Sanierung Brocken-Radom

Während des Kalten Krieges zwischen NATO und Warschauer Pakt wurden speziell an der Nahtstelle zwischen den Militärblöcken unterschiedlichste Einrichtungen zur Überwachung des gegnerischen militärischen und geheimdienstlichen Funkverkehrs installiert.



Eines dieser Objekte auf dem Gebiet der ehemaligen DDR war die Überwachungsanlage „Urian“ auf dem Gipfel des Brockens im Harz.

Nach der Auflösung des Warschauer Pakts und der Wiedervereinigung der beiden deutschen Staaten verlor Urian als Überwachungsstation an der innerdeutschen Grenze seine Funktion. Als bedeutendes Baudenkmal der zeitnahen deutschen Geschichte jedoch sollte speziell die GFK-Kuppel, unter der die Aufklärungsantennen montiert waren, erhalten bleiben.

Das Staatshochbauamt Halberstadt beauftragte daher die Restaurierung der Kuppel, deren Einzelschalen erst in den achtziger Jahren auf dem Filmgelände der DDR in Babelsberg hergestellt worden waren.
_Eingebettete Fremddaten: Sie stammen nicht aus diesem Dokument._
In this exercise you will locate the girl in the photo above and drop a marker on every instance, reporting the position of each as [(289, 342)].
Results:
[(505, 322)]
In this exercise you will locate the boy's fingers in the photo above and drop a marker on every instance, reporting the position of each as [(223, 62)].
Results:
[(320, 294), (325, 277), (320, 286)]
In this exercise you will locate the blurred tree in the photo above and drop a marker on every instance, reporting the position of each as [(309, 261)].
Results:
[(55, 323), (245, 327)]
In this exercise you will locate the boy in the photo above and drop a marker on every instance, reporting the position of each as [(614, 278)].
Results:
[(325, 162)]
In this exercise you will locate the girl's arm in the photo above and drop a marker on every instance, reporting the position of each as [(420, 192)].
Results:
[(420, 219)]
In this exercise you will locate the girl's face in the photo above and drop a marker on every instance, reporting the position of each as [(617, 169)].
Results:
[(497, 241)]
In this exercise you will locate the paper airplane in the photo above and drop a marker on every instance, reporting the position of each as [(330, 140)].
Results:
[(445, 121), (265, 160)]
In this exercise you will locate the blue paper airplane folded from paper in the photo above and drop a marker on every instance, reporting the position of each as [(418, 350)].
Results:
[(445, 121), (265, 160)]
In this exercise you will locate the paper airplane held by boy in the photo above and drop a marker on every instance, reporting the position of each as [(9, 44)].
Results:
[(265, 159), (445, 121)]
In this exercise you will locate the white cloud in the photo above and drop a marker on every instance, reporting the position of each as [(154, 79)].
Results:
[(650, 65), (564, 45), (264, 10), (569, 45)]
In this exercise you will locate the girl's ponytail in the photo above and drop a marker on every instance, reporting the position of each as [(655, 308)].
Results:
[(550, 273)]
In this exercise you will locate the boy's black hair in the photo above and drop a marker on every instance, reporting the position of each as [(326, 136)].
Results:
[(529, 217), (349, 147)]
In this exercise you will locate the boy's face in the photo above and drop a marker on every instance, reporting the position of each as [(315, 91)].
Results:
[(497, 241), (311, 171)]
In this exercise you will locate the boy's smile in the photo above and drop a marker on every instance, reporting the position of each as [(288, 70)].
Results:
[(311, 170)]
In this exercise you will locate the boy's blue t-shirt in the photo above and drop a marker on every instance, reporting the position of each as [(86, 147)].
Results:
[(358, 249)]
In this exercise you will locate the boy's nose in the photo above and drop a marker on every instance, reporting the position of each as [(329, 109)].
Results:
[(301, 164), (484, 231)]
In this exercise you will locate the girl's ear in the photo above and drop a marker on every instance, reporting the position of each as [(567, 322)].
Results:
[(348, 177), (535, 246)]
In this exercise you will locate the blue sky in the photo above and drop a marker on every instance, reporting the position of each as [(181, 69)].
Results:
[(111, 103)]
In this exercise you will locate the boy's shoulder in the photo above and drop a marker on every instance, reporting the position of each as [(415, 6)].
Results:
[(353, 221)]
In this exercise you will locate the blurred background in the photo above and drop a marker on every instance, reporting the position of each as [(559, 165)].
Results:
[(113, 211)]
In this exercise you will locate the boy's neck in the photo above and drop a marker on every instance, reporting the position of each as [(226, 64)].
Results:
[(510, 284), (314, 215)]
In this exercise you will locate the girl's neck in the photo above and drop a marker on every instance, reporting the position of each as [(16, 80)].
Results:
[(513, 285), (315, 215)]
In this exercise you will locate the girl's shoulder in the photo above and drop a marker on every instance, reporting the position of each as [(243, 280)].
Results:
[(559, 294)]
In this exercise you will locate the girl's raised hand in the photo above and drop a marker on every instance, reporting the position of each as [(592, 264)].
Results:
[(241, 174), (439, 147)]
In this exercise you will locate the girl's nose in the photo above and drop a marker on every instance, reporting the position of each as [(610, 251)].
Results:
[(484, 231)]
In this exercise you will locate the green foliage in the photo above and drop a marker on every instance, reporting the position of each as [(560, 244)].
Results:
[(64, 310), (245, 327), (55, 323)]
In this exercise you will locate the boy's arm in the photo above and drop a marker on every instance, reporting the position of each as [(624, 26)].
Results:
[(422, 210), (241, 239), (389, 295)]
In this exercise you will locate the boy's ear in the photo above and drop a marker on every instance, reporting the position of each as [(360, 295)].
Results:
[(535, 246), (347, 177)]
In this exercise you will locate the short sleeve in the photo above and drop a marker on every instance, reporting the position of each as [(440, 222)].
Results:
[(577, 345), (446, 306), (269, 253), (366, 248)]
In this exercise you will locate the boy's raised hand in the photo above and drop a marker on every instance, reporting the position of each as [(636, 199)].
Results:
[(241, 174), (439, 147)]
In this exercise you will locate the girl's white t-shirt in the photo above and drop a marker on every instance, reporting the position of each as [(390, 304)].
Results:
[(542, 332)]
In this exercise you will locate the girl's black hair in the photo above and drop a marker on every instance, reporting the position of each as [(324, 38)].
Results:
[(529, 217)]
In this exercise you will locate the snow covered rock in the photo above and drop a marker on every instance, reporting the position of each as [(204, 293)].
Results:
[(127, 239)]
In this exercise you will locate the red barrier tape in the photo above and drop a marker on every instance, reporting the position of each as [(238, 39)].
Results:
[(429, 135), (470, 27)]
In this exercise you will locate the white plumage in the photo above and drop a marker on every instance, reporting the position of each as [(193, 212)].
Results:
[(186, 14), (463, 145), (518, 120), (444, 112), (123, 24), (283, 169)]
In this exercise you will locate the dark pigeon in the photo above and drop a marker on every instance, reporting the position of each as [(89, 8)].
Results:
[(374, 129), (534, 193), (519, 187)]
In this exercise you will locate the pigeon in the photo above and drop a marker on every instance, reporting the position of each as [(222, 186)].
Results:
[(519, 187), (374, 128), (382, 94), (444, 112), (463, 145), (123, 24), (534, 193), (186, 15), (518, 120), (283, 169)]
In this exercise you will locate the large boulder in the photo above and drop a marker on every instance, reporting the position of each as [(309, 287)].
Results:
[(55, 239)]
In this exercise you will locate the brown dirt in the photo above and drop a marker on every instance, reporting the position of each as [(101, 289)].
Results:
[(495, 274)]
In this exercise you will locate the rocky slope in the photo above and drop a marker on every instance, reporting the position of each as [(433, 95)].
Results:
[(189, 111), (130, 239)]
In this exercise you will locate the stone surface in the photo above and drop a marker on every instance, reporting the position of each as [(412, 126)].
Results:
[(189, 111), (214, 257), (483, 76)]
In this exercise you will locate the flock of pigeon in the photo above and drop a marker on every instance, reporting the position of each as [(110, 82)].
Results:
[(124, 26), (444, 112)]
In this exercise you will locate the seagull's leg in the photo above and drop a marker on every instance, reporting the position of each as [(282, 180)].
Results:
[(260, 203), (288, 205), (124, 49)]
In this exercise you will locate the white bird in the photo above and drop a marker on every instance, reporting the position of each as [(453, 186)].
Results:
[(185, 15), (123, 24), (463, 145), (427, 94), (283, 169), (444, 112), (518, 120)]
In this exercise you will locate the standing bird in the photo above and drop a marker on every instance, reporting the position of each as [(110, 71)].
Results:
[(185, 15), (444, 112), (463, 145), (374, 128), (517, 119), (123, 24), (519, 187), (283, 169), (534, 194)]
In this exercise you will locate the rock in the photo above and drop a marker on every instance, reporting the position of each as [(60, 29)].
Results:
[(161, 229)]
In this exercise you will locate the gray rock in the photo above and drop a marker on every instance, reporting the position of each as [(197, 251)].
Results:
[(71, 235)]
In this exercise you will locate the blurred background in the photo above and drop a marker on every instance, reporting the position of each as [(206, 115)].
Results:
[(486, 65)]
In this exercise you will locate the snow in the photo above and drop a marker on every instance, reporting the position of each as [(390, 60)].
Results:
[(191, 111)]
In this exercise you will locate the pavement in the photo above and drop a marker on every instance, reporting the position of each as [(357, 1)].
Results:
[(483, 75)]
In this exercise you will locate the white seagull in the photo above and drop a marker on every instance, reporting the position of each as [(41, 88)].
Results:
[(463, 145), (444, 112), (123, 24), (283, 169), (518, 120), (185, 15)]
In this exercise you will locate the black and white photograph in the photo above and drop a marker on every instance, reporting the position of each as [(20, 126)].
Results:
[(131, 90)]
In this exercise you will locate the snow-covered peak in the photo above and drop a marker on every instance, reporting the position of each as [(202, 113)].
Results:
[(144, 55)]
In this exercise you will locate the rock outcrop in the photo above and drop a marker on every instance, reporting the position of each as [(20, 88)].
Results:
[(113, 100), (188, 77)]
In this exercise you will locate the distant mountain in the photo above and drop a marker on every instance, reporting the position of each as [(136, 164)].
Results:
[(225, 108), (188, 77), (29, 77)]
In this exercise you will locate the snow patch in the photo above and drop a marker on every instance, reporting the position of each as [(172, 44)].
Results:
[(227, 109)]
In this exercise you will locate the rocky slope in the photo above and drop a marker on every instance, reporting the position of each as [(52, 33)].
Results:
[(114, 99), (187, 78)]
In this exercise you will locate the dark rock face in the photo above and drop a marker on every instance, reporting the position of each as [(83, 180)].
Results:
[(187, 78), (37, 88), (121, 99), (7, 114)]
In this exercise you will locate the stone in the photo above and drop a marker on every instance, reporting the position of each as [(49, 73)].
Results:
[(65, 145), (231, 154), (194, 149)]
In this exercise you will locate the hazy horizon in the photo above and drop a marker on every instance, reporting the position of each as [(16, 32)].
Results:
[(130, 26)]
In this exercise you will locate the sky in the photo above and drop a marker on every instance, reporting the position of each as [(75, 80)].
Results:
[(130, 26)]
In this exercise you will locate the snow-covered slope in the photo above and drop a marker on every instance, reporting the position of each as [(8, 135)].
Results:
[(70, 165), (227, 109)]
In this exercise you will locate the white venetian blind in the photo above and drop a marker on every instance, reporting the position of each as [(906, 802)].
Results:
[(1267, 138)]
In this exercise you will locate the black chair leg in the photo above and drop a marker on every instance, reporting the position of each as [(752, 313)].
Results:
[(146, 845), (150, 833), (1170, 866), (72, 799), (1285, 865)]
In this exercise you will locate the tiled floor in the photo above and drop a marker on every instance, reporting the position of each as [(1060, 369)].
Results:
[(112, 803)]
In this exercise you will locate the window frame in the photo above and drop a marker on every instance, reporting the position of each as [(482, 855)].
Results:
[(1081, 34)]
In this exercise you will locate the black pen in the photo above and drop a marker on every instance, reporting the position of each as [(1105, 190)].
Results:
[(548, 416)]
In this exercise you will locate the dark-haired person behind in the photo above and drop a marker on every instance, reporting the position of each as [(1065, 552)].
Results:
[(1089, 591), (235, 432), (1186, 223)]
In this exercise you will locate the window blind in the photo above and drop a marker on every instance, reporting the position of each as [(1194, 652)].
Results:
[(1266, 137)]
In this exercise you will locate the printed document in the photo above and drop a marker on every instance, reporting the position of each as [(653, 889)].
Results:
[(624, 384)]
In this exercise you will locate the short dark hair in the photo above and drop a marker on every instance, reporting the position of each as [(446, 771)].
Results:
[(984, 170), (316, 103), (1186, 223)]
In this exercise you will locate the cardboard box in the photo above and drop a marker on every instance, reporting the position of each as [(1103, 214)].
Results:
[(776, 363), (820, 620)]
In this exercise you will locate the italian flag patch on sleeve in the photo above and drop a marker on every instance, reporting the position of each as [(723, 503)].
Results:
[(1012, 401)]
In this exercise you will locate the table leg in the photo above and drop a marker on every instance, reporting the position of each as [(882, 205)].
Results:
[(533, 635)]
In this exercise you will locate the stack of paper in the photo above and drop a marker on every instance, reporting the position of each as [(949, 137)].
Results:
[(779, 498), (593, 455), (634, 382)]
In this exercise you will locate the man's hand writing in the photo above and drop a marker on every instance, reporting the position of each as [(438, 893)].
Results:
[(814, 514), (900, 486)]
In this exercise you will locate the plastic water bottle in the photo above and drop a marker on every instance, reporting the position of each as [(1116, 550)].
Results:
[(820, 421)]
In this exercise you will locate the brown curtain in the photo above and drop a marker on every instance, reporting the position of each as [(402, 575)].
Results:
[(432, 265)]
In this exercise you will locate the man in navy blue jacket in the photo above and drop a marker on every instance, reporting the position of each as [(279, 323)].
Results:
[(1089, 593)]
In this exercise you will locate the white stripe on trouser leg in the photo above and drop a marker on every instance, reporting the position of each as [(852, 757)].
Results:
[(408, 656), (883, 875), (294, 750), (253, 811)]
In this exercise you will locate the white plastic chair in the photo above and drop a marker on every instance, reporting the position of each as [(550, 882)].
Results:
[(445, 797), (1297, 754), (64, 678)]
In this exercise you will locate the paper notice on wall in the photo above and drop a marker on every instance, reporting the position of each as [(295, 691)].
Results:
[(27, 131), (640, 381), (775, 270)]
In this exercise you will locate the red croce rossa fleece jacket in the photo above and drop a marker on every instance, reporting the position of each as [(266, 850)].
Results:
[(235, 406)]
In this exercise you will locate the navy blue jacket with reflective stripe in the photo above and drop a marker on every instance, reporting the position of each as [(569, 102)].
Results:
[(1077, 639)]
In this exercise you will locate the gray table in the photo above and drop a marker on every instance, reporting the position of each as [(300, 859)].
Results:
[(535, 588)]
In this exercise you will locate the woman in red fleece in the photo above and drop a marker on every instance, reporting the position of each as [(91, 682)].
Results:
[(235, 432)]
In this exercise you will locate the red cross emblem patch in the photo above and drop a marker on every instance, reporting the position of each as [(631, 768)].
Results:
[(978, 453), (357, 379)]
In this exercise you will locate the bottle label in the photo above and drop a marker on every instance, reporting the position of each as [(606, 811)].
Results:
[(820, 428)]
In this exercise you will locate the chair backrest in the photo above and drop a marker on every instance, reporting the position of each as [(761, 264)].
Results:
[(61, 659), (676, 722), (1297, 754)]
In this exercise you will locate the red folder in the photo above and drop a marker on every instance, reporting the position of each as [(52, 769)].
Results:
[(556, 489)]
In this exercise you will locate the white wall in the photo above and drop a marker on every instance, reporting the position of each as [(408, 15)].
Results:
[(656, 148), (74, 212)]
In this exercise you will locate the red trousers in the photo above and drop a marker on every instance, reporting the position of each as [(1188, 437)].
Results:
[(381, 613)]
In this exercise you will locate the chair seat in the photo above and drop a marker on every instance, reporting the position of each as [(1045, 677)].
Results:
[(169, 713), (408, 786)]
Die enorme Beanspruchung speziell durch massiven Hagelschlag in topographisch exponierter Lage auf dem Brockenplateau hatte ihre Spuren auf der GFK-Oberfläche hinterlassen.

Hahlbrock – Faserverstärkte Kunststoffe führte die Restaurierung bei teilweise sehr widrigem Wetter durch. Im Herbst 2004 wurden die Arbeiten an der Kuppel, die auch als Brockenmoschee bezeichnet wird, abgeschlossen. Der nüchterne Charakter einer ehemals militärischen Anlage blieb dabei erhalten. Als markantes Element des zum Museum umgebauten Brockenhauses zeugt die Kuppel jetzt von der spannungsvollen innerdeutschen Geschichte.